= John Randall (Puritan) =

English puritan divine

John Randall (1570–1622), was an English puritan divine.

== Early life ==
Randall was born in 1570 at Great Missenden, Buckinghamshire, England. At age 11, Randal was sent to St. Mary Hall (now part of Oriel College) in Oxford, where he matriculated on 27 Nov. 1581.

== Education ==
Randall then attended Trinity College, Oxford, and graduated with a BA degree on 9 February 1585. Randall was elected a fellow of Lincoln College at Oxford on 6 July 1587, and received his MA degree on 9 July 1589. Among his pupils at Lincoln was the puritan preacher Robert Bolton.

When Queen Elizabeth I's visited Oxford University in August 1592, Randall ran the academical performance given in her honour. Afterwards, Randall studied divinity and was admitted B.D. on 28 June 1598.

== Career ==
On 31 Jan. 1599, Randall was appointed rector of St. Andrew Hubbard church in Little Eastcheap, London. While at St.

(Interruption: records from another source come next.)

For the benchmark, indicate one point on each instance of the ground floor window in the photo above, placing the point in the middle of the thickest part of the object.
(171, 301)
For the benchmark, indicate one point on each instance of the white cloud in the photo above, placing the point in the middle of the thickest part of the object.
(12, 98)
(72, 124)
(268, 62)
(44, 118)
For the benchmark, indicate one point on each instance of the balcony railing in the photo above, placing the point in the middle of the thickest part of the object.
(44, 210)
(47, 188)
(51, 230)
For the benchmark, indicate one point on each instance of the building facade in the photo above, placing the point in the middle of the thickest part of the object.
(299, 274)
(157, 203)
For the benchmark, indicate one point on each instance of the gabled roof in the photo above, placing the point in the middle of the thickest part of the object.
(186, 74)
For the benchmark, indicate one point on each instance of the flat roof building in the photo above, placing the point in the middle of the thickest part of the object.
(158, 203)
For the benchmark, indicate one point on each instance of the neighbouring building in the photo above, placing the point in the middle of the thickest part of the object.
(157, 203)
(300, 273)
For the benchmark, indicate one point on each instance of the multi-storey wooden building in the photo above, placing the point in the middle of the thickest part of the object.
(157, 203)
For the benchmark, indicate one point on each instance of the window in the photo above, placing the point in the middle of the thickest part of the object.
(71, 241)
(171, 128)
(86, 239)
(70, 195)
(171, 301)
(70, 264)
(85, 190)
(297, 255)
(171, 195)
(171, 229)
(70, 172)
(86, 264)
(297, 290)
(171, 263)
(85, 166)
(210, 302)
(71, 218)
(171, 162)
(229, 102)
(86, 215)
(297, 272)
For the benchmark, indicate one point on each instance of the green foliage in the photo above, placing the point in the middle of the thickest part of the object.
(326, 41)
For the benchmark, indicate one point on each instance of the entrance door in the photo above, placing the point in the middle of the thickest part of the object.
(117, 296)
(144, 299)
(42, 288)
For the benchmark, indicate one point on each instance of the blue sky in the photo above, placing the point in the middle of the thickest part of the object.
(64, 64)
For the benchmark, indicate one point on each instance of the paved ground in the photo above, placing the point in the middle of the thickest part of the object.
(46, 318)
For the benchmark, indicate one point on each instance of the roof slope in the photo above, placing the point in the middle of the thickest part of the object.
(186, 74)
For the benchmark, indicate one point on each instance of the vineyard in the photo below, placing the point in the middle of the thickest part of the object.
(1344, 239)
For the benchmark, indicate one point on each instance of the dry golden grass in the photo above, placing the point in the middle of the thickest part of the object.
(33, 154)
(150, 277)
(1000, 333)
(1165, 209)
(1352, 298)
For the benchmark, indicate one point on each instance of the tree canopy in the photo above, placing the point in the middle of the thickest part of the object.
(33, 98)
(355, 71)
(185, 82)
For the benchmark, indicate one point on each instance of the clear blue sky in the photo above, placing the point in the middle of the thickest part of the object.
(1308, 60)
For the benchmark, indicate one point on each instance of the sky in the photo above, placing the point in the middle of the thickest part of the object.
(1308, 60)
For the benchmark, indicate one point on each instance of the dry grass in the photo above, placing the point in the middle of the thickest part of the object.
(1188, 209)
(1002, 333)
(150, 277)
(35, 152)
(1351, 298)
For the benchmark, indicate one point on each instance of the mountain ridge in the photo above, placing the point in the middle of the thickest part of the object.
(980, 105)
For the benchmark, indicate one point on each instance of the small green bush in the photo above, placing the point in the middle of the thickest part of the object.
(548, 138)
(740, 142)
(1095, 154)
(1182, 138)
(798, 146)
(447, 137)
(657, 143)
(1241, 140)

Andrew Hubbard, Randall gained a reputation as a staunch Puritan and an effective preacher.

In May 1622, Randall died at his house in the Minories parish in London. He was buried in St. Andrew Hubbard. In 1666, the church was destroyed in the Great Fire of London and was never rebuilt.

In his will, Randall gave part of his property to the poor of Great Missenden parish, All Hallows parish in Oxford, and St. Andrew's parish; a tenement called Ship Hall; and to Lincoln College. The rest of his estate went to relatives. Randall's wife and daughter predeceased him. His portrait, painted when he was fellow of Lincoln College, hangs in the common room there.

In addition to separate sermons, published posthumously by his friend William Holbrook, Randall left for publication Three-and-Twenty Sermons or Catechisticall Lectures upon the Sacrament of the Lord's Supper, preached Monthly before the Communion, London, 1630, 4to; published by his executor, Joshua Randall.